Entonces moriré yo y no habrá pasado nada importante ni tendrá mi muerte ninguna utilidad para el futuro. Nada se detendrá ni dejará de ser cuando me vaya. O mejor. Cuando me muera. Irme me suena a viaje esperanzador… Tal vez venga algún loquito sin oficio ni beneficio a llenar de datos la que fuera una historia rica en tormentos y desparpajos, a lo mejor se aparezca una antigua amante a cumplirme un ebrio deseo y haga sonar una endecha durante las oquedades de mi entierro. Pero nada de lo aquí escrito servirá para explicarme ni para sobrevivirme y puede, en cambio, ser usado justicieramente en mi contra, pues, a la postre, fui yo el real y único responsable de esta debacle a la que lenta pero seguramente se fue acomodando mi pundonorosa vida. Y que conste: nada más alejado de la literatura que estas líneas moribundas sin goce personal alguno y, por lo tanto, incapaces de valerse de la ficción para poder ejercer la crueldad. A lo sumo, amor dolido, renglones vanos, verdades espantosas, brisas de infancia, ayudas proverbiales, las mismas que un novelista y pintor de noventa y nueve años continúa esperando en una localidad de la aglomerada Provincia de Buenos Aires.
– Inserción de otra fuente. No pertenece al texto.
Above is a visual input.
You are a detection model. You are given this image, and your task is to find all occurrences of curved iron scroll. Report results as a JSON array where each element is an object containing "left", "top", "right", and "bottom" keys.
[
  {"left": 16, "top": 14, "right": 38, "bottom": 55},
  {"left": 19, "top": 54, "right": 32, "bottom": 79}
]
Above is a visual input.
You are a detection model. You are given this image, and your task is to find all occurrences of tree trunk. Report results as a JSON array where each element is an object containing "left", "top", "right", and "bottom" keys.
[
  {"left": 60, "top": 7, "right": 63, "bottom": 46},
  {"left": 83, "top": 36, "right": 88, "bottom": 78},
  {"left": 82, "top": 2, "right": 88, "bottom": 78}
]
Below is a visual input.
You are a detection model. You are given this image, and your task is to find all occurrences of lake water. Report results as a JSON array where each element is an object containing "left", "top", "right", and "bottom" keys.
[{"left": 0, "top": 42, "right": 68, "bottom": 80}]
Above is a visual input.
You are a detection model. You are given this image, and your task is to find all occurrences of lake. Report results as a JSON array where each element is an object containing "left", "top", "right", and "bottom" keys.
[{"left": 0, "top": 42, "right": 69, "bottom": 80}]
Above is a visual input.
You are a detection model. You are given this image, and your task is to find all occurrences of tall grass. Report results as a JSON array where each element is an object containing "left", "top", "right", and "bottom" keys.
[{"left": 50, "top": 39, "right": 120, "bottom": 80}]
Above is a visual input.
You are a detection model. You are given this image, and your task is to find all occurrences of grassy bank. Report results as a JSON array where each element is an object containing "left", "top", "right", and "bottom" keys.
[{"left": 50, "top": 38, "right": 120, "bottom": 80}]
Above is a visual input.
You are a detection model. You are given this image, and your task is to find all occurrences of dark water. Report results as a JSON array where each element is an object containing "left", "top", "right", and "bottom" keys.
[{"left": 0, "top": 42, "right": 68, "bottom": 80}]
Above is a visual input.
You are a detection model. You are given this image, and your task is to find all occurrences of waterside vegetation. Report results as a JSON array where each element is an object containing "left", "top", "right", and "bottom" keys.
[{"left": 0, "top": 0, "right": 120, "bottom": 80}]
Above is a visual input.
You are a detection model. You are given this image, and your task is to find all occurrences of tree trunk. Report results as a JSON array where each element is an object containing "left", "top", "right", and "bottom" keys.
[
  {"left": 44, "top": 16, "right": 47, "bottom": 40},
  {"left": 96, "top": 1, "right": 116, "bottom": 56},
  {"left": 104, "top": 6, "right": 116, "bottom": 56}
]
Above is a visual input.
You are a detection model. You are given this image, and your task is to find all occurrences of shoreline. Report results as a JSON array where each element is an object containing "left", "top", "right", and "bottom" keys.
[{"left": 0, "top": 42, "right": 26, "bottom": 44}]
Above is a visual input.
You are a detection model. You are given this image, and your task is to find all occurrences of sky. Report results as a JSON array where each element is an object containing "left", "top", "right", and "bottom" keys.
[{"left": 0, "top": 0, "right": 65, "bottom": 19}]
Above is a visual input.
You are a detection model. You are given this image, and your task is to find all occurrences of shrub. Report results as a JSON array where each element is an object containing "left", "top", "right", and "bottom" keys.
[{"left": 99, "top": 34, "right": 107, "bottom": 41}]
Primero se murió mi papá. Yo sí sabía que la muerte, en traje corriente y sin guadaña, me enfrentaría muy pronto a esa realidad terrible que desde temprana edad me convirtió en su amante. Pero lo que no sabía era que yo tuviera un lugar para morir y que éste se pareciera tanto al de mi caudalosa inexistencia, como tampoco que una brisa juguetona que creía perdida vendría a ponerme punto final sin discusiones, escribiendo también por mí estas ultimidades que la vida calla.